Arm Allows Custom Instructions

October 23, 2019

We’re surrounded by ARM processors, which enjoy a commanding foothold in the consumer market, especially with portable electronics. However, Arm Holdings has never focused its business model on manufacturing chips, instead licensing its CPUs to others who make the physical devices. There is a bit of a tightrope to walk, though, because vendors want to differentiate themselves while Arm wants to keep products as similar as possible to allow for portability and reuse of things like libraries and toolchains. So it was a little surprising when Arm announced recently that for the first time, they would allow vendors to develop custom instructions. At least on the Armv8-M architecture.

We imagine designs like RISC-V are encroaching on Arm’s market share and this is a response to that. Although it is big news, it isn’t necessarily as big as you might think since Arm has allowed other means to do similar things via special coprocessor instructions and memory-mapped accelerators. If you are willing to put in some contact information, they have a full white paper available with a pretty sparse example. The example shows a population count function hand-optimized into 12 Arm instructions. Then it shows a single custom instruction that would do the same job.
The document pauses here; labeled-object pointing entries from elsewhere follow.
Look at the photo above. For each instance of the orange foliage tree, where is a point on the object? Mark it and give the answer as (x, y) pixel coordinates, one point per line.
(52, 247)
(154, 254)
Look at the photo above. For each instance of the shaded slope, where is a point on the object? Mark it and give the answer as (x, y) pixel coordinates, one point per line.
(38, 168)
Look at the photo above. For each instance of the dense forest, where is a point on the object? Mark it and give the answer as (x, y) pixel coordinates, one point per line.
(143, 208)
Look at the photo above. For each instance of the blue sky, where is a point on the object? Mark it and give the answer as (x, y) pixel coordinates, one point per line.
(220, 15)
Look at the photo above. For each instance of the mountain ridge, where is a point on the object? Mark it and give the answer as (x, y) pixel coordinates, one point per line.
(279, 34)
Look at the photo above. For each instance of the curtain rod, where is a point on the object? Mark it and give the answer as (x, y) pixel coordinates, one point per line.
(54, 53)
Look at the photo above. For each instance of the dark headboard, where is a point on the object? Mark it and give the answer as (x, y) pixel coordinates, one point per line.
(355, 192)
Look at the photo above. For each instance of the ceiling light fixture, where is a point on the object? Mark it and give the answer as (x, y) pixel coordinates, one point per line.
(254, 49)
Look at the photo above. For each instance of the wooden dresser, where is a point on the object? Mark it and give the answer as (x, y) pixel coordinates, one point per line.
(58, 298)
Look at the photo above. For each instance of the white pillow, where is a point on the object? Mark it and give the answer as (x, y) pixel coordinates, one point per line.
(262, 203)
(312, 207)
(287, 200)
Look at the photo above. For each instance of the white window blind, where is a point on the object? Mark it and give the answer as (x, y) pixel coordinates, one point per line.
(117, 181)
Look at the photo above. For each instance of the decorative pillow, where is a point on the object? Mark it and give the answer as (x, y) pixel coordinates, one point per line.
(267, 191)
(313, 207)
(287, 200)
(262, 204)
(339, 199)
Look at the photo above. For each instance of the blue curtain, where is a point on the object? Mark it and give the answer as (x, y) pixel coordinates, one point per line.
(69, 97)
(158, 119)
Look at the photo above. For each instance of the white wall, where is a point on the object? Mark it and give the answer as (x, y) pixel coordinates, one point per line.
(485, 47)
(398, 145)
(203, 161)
However, they don’t show the implementation nor do they offer any timing data about speed increases.

Population count — determining how many 1s are in a word — is a good example of where this technique might pay off. You have a small piece of data you can process in a couple of cycles. For many other cases, though, the memory-mapped or coprocessor techniques will still be more appropriate. With a coprocessor or accelerator, you can have a separate piece doing something in parallel to the main CPU.

The custom instructions integrate with the normal Arm pipeline. There are only certain instruction formats you can use and your code gets the same interface as the ALU. That means it can process data, but probably can’t easily do anything to manipulate the processor’s execution.
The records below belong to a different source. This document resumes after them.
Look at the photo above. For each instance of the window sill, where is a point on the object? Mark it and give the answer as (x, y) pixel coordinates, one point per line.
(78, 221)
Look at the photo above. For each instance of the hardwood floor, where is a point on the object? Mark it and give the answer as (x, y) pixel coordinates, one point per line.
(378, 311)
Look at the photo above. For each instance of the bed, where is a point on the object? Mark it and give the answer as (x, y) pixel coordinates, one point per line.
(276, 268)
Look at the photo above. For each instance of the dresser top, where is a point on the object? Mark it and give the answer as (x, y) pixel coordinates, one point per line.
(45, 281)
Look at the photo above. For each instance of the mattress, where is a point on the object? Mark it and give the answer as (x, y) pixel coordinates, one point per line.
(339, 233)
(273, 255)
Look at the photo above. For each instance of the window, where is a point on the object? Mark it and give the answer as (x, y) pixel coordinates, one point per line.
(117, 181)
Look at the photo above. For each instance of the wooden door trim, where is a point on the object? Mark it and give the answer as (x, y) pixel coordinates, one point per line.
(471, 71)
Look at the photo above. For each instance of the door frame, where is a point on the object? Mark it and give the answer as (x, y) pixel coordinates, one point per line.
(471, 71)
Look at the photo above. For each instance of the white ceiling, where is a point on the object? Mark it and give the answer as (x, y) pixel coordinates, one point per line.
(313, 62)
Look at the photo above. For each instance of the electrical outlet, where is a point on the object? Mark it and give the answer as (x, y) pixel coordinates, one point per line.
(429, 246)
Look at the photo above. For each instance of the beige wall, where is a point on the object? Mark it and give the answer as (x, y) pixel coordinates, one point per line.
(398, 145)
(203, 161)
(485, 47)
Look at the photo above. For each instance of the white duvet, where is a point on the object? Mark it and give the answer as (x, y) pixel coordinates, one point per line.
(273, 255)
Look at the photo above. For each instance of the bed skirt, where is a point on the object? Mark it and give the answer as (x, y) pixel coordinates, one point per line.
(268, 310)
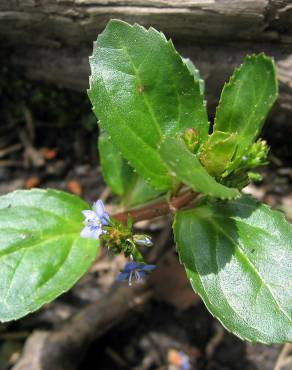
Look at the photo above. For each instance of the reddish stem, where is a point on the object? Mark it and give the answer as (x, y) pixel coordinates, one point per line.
(159, 209)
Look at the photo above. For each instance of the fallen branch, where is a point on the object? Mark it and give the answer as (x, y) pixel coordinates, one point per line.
(63, 348)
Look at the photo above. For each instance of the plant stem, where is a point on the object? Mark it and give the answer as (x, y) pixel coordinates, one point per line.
(151, 211)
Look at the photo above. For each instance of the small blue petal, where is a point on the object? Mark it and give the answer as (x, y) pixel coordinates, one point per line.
(141, 275)
(123, 276)
(96, 233)
(88, 214)
(130, 266)
(148, 267)
(99, 208)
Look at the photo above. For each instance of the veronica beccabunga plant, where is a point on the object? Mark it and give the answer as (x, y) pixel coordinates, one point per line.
(157, 147)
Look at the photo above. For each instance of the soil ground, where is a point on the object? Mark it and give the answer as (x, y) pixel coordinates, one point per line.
(57, 149)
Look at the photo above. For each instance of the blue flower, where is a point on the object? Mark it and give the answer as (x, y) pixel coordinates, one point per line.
(143, 240)
(134, 270)
(95, 219)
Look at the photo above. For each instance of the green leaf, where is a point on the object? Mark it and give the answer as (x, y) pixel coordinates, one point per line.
(238, 257)
(41, 252)
(195, 72)
(120, 176)
(139, 193)
(217, 152)
(140, 90)
(187, 168)
(247, 99)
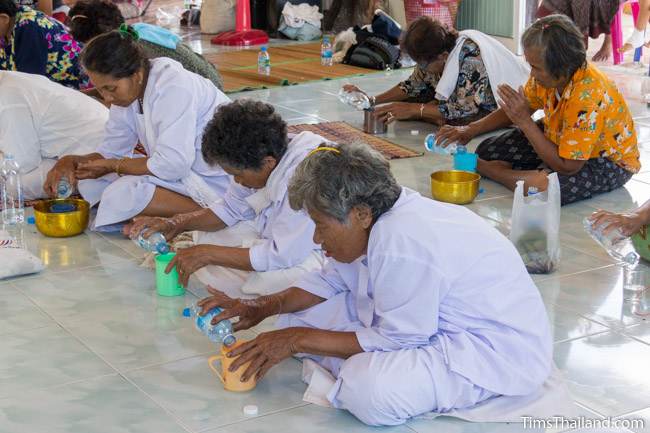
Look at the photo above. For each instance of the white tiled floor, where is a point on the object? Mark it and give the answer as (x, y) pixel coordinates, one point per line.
(87, 346)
What’s it good for? Typically, a custom instruction will perform some algorithmic step faster than it can be done using normal instructions. However, since you need to have the license for the Arm core, we aren’t likely to see end users adding instructions (please, prove us wrong). But a chip you buy from a manufacturer who make Arm chips could add some instructions like “validate IP address.”

The question is, would you use these instructions in the code you write? Doing so would probably lock your software to a specific processor family. That is, Microchip is unlikely to support ST’s custom instructions and vice versa. That’s good for the vendors, but not so good for developers, or for Arm. That seems to us to be the challenge. New instructions will need to be compelling and fast. A developer won’t likely limit their silicon choices just to do something silly in a single instruction on occasion. The vast majority of the time you’d use a C library and you won’t care how many instructions the operation uses.

To get any traction, vendors will need to find an irresistible need, and a custom instruction cabale of satisfying that need faster than any other ways of doing it. In addition, it needs to be a problem where the timing matters.

Of course, sometimes doing something like a population count can benefit more from a smarter algorithm. Arm, in particular, is very good at doing shifting.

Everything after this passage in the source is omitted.